President Donald Trump exploded at his former lawyer, John Dowd, after reading news reports that said the special counsel Robert Mueller had subpoenaed records from Deutsche Bank, journalist Bob Woodward reported in his upcoming book, “Fear: Trump in the White House,” which Business Insider obtained and reviewed.
After learning of the news regarding Mueller and Deutsche Bank, a primary lender to the president, Woodward wrote that a furious Trump phoned Dowd at 7 a.m.
“I know my relationships with Deutsche Bank,” Trump told Dowd, with Woodward writing that the president said the bank loved him and was always paid for its loans. “I know what I borrowed, when I borrowed, when I paid it back. I know every godd— one.”

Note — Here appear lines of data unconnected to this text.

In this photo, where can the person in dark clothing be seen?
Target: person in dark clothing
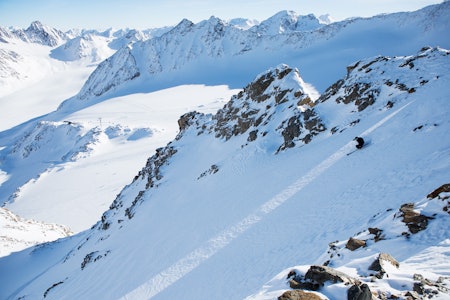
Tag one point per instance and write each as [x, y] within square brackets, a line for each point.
[359, 142]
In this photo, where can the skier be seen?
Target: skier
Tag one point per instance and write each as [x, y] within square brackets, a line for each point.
[359, 142]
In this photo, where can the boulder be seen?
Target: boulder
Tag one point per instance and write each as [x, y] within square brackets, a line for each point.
[322, 274]
[382, 259]
[359, 292]
[415, 221]
[354, 244]
[298, 295]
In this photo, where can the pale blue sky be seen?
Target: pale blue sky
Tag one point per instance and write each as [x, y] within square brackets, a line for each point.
[142, 14]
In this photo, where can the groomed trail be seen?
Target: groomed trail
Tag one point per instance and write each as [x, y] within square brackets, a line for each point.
[182, 267]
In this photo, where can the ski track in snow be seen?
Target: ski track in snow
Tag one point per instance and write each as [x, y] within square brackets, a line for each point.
[181, 268]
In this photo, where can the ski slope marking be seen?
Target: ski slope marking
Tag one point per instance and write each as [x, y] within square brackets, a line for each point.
[181, 268]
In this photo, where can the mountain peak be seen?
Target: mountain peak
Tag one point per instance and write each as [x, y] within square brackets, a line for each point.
[42, 34]
[288, 21]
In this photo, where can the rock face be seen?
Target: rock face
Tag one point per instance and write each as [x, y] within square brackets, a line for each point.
[298, 295]
[317, 276]
[415, 221]
[275, 93]
[361, 292]
[378, 264]
[354, 244]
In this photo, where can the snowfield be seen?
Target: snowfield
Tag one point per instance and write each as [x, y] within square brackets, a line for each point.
[184, 175]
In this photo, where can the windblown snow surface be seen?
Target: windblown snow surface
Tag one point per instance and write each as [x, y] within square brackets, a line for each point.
[246, 190]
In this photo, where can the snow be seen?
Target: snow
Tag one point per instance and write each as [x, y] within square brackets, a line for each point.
[126, 131]
[213, 215]
[18, 233]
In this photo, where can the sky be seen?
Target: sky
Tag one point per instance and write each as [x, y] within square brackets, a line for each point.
[144, 14]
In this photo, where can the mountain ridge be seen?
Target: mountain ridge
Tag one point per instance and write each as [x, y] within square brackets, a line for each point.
[213, 42]
[234, 216]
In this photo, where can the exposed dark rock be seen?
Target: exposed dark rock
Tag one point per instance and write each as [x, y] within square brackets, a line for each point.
[359, 292]
[354, 244]
[414, 220]
[212, 170]
[298, 295]
[252, 135]
[411, 295]
[322, 274]
[445, 188]
[377, 232]
[93, 257]
[50, 288]
[382, 259]
[187, 120]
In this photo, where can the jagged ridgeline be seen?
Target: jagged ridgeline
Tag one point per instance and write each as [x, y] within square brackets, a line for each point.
[277, 111]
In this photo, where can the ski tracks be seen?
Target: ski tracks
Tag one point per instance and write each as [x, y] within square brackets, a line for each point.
[182, 267]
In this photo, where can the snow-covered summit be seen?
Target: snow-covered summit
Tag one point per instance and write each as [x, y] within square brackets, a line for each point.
[180, 55]
[286, 22]
[204, 201]
[41, 34]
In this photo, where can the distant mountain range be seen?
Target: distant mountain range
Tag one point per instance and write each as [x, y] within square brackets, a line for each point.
[255, 196]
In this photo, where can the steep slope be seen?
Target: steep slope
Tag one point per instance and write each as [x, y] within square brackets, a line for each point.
[181, 55]
[44, 162]
[40, 34]
[415, 234]
[232, 201]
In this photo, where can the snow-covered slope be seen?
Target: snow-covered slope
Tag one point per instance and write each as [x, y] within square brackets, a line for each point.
[18, 233]
[403, 252]
[243, 194]
[183, 54]
[67, 168]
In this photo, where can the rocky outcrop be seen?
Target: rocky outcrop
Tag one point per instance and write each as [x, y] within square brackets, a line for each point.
[359, 292]
[112, 72]
[354, 244]
[415, 221]
[382, 260]
[317, 276]
[271, 97]
[299, 295]
[41, 34]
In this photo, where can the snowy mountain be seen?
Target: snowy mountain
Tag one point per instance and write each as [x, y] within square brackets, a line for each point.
[180, 55]
[40, 34]
[287, 22]
[260, 186]
[32, 54]
[18, 233]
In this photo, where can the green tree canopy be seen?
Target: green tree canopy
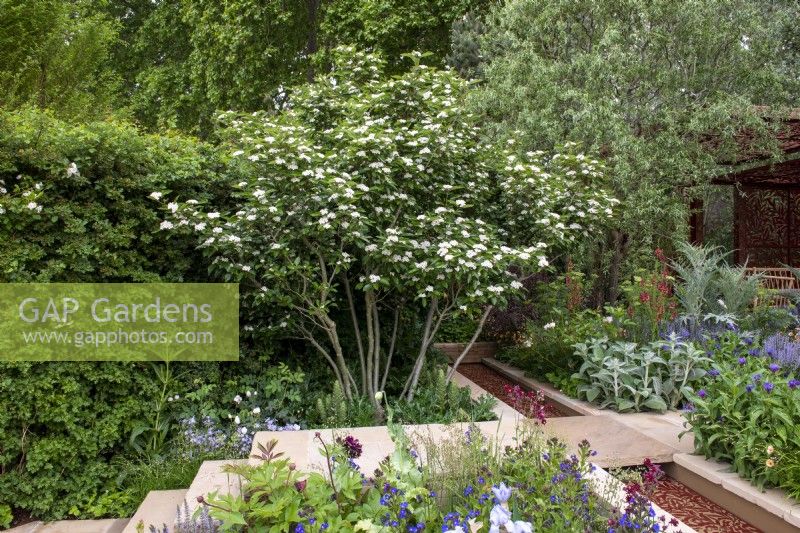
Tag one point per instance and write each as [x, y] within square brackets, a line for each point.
[662, 91]
[57, 54]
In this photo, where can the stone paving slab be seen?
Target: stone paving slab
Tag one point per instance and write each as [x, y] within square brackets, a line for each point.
[773, 501]
[111, 525]
[617, 444]
[211, 478]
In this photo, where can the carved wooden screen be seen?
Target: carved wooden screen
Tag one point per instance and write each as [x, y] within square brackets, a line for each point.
[767, 226]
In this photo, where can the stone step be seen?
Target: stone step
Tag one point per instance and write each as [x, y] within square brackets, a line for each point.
[158, 509]
[211, 478]
[770, 509]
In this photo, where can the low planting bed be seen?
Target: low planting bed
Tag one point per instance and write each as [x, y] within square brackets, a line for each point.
[469, 477]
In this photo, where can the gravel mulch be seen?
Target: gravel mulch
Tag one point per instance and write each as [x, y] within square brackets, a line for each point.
[494, 382]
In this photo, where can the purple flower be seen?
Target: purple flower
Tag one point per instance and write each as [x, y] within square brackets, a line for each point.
[351, 446]
[783, 349]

Trump added that “this is bulls—!”
Dowd then spoke with Jim Quarles, a member of Mueller’s team who was also an assistant special prosecutor on the Watergate probe. Dowd repeated Trump’s assertion that “this is bulls—.”

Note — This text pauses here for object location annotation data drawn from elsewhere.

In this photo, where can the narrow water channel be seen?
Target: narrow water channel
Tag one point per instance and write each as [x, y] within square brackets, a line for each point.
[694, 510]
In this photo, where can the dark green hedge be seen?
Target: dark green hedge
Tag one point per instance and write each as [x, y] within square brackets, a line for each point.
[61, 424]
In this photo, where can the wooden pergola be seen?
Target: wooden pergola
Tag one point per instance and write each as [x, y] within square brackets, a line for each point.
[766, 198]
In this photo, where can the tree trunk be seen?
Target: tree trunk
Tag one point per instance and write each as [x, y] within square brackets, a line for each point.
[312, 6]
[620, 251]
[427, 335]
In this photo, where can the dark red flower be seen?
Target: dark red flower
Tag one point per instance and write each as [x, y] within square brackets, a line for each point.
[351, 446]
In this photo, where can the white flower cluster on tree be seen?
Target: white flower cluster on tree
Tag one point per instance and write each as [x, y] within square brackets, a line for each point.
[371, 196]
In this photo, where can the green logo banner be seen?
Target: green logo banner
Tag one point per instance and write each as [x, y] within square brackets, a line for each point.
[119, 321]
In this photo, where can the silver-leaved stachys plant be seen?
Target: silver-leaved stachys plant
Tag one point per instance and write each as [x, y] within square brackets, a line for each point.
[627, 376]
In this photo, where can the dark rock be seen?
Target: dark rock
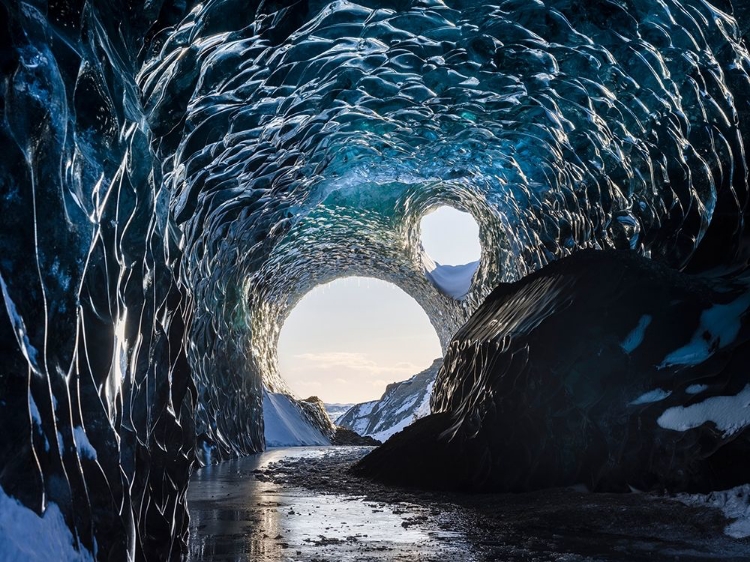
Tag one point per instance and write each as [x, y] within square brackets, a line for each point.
[592, 370]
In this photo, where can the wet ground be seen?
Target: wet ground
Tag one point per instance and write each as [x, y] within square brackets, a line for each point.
[301, 504]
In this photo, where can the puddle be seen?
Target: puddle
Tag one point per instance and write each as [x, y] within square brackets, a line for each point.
[235, 514]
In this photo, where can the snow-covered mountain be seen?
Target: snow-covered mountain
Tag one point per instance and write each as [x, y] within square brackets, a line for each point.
[401, 404]
[335, 411]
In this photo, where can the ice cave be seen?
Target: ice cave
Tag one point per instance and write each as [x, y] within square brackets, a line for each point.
[175, 175]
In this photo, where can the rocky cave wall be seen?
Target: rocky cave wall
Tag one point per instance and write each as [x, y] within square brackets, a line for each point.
[175, 177]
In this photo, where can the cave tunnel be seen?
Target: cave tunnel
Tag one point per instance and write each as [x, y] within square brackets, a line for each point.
[175, 176]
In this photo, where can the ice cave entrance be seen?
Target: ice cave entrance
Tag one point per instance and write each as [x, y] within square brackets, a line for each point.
[347, 339]
[451, 249]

During a conference call, Quarles said that Mueller’s team had subpoenas issued to Deutsche Bank “way back in the summertime, but it doesn’t involve the president or his finances.”
The New York Times reported earlier this year that those reports led to Trump seeking to fire Mueller in December. But Trump backed down once the initial news reports, which said the subpoenas were aimed at Trump’s and his family’s dealings with the bank, were inaccurate. Instead, The Times reported that federal prosecutors in a separate inquiry issued a subpoena for entities that were connected to White House senior adviser and Trump’s son-in-law Jared Kushner.

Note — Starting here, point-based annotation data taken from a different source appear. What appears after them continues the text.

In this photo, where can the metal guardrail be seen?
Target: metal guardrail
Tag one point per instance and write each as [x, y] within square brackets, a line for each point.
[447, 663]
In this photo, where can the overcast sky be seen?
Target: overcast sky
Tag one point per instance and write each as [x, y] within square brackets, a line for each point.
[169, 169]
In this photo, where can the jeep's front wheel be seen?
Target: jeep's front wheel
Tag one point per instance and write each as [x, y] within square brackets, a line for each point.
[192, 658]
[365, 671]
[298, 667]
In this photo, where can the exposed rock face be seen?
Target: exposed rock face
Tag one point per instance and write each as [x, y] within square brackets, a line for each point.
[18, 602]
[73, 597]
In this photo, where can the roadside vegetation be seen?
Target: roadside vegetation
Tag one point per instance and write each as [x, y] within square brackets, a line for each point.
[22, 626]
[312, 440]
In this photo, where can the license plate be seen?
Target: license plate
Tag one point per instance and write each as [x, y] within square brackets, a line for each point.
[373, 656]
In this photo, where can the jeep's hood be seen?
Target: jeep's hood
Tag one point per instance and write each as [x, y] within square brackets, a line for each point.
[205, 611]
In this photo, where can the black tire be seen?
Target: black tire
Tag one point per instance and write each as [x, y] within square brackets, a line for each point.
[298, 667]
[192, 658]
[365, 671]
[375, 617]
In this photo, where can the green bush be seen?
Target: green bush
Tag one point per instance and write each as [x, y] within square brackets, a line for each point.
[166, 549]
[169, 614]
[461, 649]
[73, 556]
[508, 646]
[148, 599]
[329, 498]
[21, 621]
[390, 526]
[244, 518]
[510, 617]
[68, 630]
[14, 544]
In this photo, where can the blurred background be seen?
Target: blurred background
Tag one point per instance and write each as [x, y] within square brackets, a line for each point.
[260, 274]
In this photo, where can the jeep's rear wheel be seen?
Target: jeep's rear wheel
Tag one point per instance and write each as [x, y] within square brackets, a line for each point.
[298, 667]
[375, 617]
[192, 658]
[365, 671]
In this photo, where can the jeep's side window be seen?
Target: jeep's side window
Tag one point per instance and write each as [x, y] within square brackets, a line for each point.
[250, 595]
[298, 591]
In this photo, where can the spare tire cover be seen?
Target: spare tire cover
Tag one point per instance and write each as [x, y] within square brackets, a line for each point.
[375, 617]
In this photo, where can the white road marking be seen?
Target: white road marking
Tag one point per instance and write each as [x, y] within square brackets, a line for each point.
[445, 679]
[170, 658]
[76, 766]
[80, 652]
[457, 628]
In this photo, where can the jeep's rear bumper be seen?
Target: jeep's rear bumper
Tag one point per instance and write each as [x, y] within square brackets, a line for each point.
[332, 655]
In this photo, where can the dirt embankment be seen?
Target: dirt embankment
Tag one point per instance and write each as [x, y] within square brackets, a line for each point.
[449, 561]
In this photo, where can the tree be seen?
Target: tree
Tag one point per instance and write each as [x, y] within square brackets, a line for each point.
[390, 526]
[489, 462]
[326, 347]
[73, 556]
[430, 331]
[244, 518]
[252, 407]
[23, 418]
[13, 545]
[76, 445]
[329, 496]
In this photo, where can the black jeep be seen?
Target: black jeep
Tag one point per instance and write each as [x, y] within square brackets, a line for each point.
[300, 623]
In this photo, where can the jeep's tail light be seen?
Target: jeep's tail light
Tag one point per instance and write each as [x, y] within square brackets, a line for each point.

The relationship between Trump and the German bank dates back two decades, a time when major Wall Street firms would no longer loan Trump money following a series of disastrous ventures such as the Trump Shuttle and Trump’s Atlantic City casinos.
Prior to Trump’s election as president, his financial disclosures showed he held roughly $360 million in debt to the bank, with about $125 million in two mortgages for one of the president’s major Florida golf courses, Trump National Doral, The Washington Post reported.
Deutsche Bank was under investigation by the Justice Department for both its role in a “mirror trading” scheme with Russian oligarchs that allowed them to launder cash out of Russia in the face of US sanctions, and for its mortgage practices amid the financial crisis, which regulators sought a $14 billion fine for. Deutsche Bank ended up settling with the government on the mortgage front for $7.2 billion just days before Trump took office last January.
Last July, The Times reported that US banking regulators were reviewing the hundreds of millions of dollars in loans Deutsche Bank made to Trump over the past two decades. It was in the same story that The Times reported that the bank was in contact with federal investigators related to the special counsel’s probe. Sources said the bank was expecting it would have to turn over information on Trump’s accounts to Mueller.